A comment on the previous post raised the issue of "firing" drillers/drilling companies. We all have different tolerance levels for bullshit from contractors. I look young (read: inexperienced), I'm a bit of a crier, and I can be a perfectionist about the standards I hold the contractors to. This may lead you to think that I kick drillers off-site left and right.
Au contraire. I may be young looking, picky, and sensitive. But I'm also stubborn and forever convinced that I can work with/around anyone. I also haven't worked with that many drillers or other contractors who were unsafe and insubordinate, so if I have to stand on someone and nag them to wear their PPE (personal protective equipment), invite field safety audits (by my firm or theirs), stop them every 20 minutes to change what they're doing, and extend the morning tailgate meeting to an hour-long roundtable discussion, then that's what I'll do.
For projects I manage, I would be a lot more proactive about booting unsafe/difficult drillers, because I wouldn't expect the people working for me to put up with what I'll put up with. I've never had an issue with drillers/other subcontractors on projects I've managed, though. That's probably a numbers issue - I've worked with many more individual drillers/contractors than projects I've managed.

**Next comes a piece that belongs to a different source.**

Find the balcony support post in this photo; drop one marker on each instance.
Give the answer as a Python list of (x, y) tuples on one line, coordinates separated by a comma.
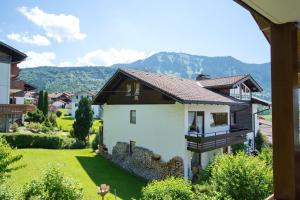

I have not fired or been involved in projects that fired drilling companies. We work out the end of the contract and then go our separate ways. The largest investigations tend to go in phases (and be contracted in phases) as we look at previous results and adjust what the next phase should entail. And that usually means sending out new specifications, and going through the bidding/driller selection process again. That's the point at which I take a hard look at the drilling company's performance. Did we just have one bad egg (and I can request someone else), or is it a larger bad management/culture issue? Maybe we pick someone new next time. If we routinely have problems with a particular drilling firm, we drop them from the bidders list.
I've had very few individual drillers and firms that were unsafe/insubordinate/unable to do the work. Maybe I've just been lucky, but I think that as the environmental industry matures and consolidates, the "rogue" firms and drillers have been pushed out, and the number of "firings" have decreased.